Rhubarb is coming into season now and healthy plants will continue producing stalks right through until summer. Don’t cut these, but instead pull firmly to remove them. Mulch around the crown now and apply liquid feed occasionally and if your plant is less than two years old, resist the temptation to pick from it until next year to allow it to build up strength.

Rhubarb likes a sunny spot and is unfussy about soil, but don’t let it dry out, so work well-rotted manure into the hole at planting time and keep it well watered.

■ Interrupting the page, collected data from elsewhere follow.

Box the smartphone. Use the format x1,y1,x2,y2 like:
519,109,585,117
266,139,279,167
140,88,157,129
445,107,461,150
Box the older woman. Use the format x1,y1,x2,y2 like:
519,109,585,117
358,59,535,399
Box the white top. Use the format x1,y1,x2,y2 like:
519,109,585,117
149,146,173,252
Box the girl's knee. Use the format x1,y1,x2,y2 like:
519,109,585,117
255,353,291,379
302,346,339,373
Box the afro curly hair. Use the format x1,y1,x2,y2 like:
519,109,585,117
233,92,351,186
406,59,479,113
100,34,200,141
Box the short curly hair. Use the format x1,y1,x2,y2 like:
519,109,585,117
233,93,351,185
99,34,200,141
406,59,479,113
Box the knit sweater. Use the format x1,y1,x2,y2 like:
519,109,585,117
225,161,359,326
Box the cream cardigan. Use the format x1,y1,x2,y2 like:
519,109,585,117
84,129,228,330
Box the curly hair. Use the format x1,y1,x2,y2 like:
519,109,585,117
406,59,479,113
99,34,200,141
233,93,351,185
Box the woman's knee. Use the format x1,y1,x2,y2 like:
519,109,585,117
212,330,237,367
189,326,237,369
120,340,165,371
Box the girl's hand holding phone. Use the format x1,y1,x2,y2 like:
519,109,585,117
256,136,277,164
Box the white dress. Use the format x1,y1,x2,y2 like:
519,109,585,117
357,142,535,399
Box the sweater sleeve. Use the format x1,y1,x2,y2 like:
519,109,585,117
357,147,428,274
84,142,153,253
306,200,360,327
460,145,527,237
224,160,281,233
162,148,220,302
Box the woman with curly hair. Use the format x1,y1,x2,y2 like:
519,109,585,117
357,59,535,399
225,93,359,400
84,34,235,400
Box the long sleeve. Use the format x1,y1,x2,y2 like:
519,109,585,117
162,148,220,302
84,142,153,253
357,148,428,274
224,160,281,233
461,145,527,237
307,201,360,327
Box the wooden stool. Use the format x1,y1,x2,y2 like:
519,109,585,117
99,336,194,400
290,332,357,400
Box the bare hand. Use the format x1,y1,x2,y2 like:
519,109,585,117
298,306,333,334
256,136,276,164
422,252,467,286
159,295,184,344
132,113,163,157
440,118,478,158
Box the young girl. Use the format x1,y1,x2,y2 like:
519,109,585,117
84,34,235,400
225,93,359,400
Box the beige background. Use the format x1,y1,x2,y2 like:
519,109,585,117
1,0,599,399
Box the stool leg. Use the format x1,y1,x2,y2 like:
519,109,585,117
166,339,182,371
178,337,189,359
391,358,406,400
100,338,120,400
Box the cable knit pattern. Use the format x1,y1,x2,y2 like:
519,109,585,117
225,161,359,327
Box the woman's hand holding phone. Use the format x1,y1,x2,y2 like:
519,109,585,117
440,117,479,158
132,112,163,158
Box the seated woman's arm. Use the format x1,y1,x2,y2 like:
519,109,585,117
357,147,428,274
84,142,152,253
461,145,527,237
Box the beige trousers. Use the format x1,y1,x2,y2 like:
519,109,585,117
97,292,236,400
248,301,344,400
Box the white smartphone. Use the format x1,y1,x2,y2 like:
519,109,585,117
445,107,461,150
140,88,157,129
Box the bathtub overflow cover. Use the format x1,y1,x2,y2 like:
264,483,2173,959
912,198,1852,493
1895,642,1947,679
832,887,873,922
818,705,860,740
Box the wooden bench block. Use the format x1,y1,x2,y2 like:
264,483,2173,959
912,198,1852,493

Once you have an established rhubarb patch it will continue to thrive for many years, which is why you should make sure that you are growing a variety that your really like. ‘Champagne’ is a traditional favourite for its sweet flavour, but new varieties such as ‘Pink blossom’ will give stalks over a longer period.

TOP TIP
Remove the buds from newly-planted rhododendrons. It may seem like a drastic step, but without flowers to support this spring, the shrubs will divert their energy into making stronger roots, which will result in much better flowering in future years.

Scottish Gardener:

WHAT TO DO NOW

  • Repot alpine plants into gritty soil and surround with a further layer of grit to prevent water from standing around them.
  • Divide congested agapanthus, replanting large clumps into free-draining soil. Wait at least four years before dividing again.
  • Cover rows in the vegetable garden with cloches to warm-up the soil for seed-sowing.
  • Prune buddleia once new shoots start to appear. Cut the old stems down almost at ground level.
  • Chillies and peppers need a long growing season, so sow seed now in a heated propagator.
  • Cover dahlia tubers with moist compost, keep them somewhere warm and in three weeks shoots will have developed which can be used for cuttings.
  • Start feeding cymbidium and phalaenopsis orchids with proprietary orchid food.
  • Prune gooseberries and currants.
  • Pot-up early-flowering strawberries and move them into the greenhouse in order to produce an earlier crop of fruit.
  • Plant spring bulbs ‘in the green’ while their dying foliage is still attached. This works for snowdrops, bluebells, wood anemones, hardy cyclamen, aconite and snowflakes.
  • Clip heathers as they finish flowering, removing most, but not quite all of last year’s growth.
  • Potatoes chitted six weeks ago can be planted at the end of March.
  • Tidy up borders, removing dead growth, emerging weeds and leaves then dig up and divide mature perennials.